Wineke: Politicians look foolish by resorting to religious explanations
C3K columnist believes prominent Christians could be embarrassing the faith

MADISON, Wis. — And just about the time I think I have run out of politicians to poke fun at, along comes Rep. Ben Quayle, R-Ariz.
Yeah, his dad was vice president and everyone poked fun at him, too. The younger Quayle was elected to the Congress in 2010 and just last summer joined a group of fellow Republicans on a trip to Israel. As the trip waned, some of them went to a restaurant on the shore of the Sea of Galilee, some of them got drunk and went swimming, and one of them went skinny dipping.
This, apparently, outraged House Majority Leader Erik Cantor, though I’m not quite sure why. Give politicians free booze and they often do tacky things. I haven’t read anything to indicate the congressmen did anything illegal. The press seems convinced the Sea of Galilee is sacred water, but it isn’t.
In fact, one prominent historical figure who most likely went skinny dipping in the Sea of Galilee was Jesus.
I mean, think about it. Jesus hung out with fishermen. There were no public showers 2,000 years ago. How do you think he bathed?
So why am I picking on Quayle, especially since there isn’t even evidence that he was part of the group that boozed and dove?
Because Quayle defended his actions by explaining he was swimming in the Sea of Galilee to collect water for his daughter’s baptism.
“I was able to go in, properly attired … and swim very briefly in the Sea of Galilee and was actually able to take a little vial of water home to baptize my daughter with water from the Sea of Galilee,” Quayle told an Arizona television reporter.

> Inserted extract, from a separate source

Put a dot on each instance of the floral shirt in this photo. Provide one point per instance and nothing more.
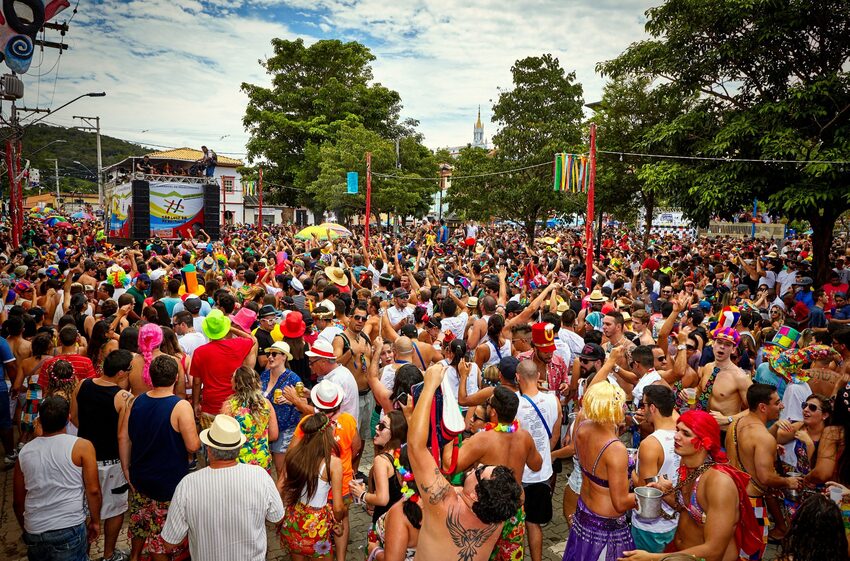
(256, 429)
(287, 415)
(557, 372)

That explanation is so cheesy that I have a sneaking suspicion it might even be true.
Most of us, however, would just go to the water’s edge and scoop up a little vial. And if Quayle wanted real baptismal water, he might have done better with the River Jordan.
I just wish prominent Christians would stop embarrassing the faith with weird evasions of what they are really trying to accomplish.
That goes double for the Roman Catholic Bishop of Madison, who has taken to writing weekly messages exhorting his flock to divide politicians into two groups: those who endorse policies that are “intrinsically evil,” including “abortion, euthanasia, physician-assisted suicide, same-sex marriage, government-coerced secularism and socialism” and those who are on the right side of intrinsic evil but who might disagree on how to carry out other church teachings.
I’m not sure how socialism fits into that list; it might come as a big surprise to Milwaukee Catholics who elected Socialist mayors year after year.
But if one wants to label Democrats as intrinsically evil, one ought to just say so.
For example, I think Mitt Romney’s energy policy, a policy that would end subsidies for alternative sources of energy and double down on drilling for oil and mining coal, are intrinsically evil because the resulting global warming threatens — at an extreme — the ability of the human race to survive and, more likely, the resulting rise in sea levels will wash entire island nations out of existence.
I have no biblical or theological basis to call that policy intrinsically evil, but I do think my position is one you can come to without resorting to religion. I guess that makes me less sophisticated than the bishop. But, then, I haven’t been invested with teaching authority.